The Good, The Bad, The Ugly

An honest look at the perks and downsides of my creative business.

How many of you experienced the feeling of looking at another creative entrepreneur’s social media and thought “wow they’re business must be thriving.” Online it can appear as if creative entrepreneurs and freelancers drink latte’s all day and leave work early to go to the beach. What with all my pictures of palm trees I wouldn’t be surprised if someone thought that all I do is hang out at the beach all day long. Well today I’m going to give you a true behind the scenes look at the real perks and downsides of owning my own creative business. Feel free to comment below if your perks and downsides are similar to mine, I’d love to know I’m not alone!


  • I get to work with dreamy clients and do what I love.
  • On occasion I get paid for drawing whatever I want.
  • I determine my own schedule.
  • My office, my rules.
  • I decide which projects to take on and who I want to work with.
  • I take breaks at the beach whenever I want.
  • Owning my own creative studio makes me seem more interesting and is a great conversation starter.
  • I can take time off whenever I want.
  • I get to be involved in all aspects of my business.
  • At previous jobs I was seen as only the graphic designer but with Little Trailer Studio my clients trust my business advice and really respect my expertise.
  • I help other creative entrepreneurs create their dream businesses.
  • I get to collaborate with other creatives.
  • I learn something new everyday (or at least every other day).
  • I’m testing my strengths (and weaknesses) more than I have at any of my previous jobs.
  • My coffee dates (among other things) are all tax write-offs.
  • Seeing my clients’ face light up when I show them their new brand identity/website really makes my day.
  • My errands include going to the art store, networking with other #girlbosses, going to museum exhibits.
  • I’m creating something that is truly mine — my successes are my own and my failures are my own.
  • This is my favorite job position I’ve ever had.

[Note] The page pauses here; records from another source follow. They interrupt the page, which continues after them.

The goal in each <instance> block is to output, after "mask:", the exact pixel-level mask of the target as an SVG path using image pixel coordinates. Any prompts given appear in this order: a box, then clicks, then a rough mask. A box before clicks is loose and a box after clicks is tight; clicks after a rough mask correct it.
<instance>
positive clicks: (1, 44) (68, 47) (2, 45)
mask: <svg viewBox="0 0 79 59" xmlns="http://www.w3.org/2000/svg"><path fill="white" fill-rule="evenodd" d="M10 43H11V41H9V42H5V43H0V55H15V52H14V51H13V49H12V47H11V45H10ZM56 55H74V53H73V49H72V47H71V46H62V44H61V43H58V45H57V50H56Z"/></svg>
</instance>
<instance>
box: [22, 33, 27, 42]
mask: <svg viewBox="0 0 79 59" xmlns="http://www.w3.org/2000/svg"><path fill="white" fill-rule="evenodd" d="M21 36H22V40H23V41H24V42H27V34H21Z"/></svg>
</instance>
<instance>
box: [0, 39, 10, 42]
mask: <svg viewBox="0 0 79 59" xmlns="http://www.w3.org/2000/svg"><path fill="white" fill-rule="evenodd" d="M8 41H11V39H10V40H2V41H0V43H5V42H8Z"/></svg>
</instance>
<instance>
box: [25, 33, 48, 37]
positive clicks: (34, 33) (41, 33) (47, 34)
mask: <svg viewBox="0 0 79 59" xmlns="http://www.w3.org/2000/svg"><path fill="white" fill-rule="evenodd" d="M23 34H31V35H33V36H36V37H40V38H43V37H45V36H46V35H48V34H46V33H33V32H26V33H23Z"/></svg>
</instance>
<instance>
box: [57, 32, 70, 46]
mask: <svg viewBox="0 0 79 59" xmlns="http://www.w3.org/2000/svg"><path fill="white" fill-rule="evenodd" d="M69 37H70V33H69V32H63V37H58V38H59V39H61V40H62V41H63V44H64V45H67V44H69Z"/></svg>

  • Sometimes those dreamy clients aren’t always that dreamy.
  • The amount of projects I get are inconsistent.
  • I don’t always charge what I know I’m worth.
  • Since I’m a one-person-show I have to play art director, graphic designer, web developer, SEO master, among others so feeling like I have to know how to do everything can be exhausting.
  • There is no one but me to hold myself accountable.
  • I have to do things I don’t enjoy like cold emailing and negotiating contracts.
  • The whole idea of “I can work wherever I want” hasn’t proven to be successful for me yet.
  • I get to determine my own schedule but I usually stick to a regular 9–5 schedule.
  • I am not a marketing guru.
  • It can be difficult not to obsess over numbers and metrics.
  • My errands include being on the phone with the internet company, my bank, and other folks I don’t really care to talk to.
  • I really miss having an IT person to fix my tech problems.
  • Worrying about doing my taxes for fear that I’ll owe money (money I don’t have).
  • Success is a twistier-turnier journey than I thought it’d be.


  • Checking my mailbox daily for the last two weeks, waiting for a $2k check from a project I worked on months ago.
  • My gorgeous Instagram photos don’t always translate to clients and paychecks.
  • My salary is lower than what it was at my last job.
  • Accepting failed projects and learning from them.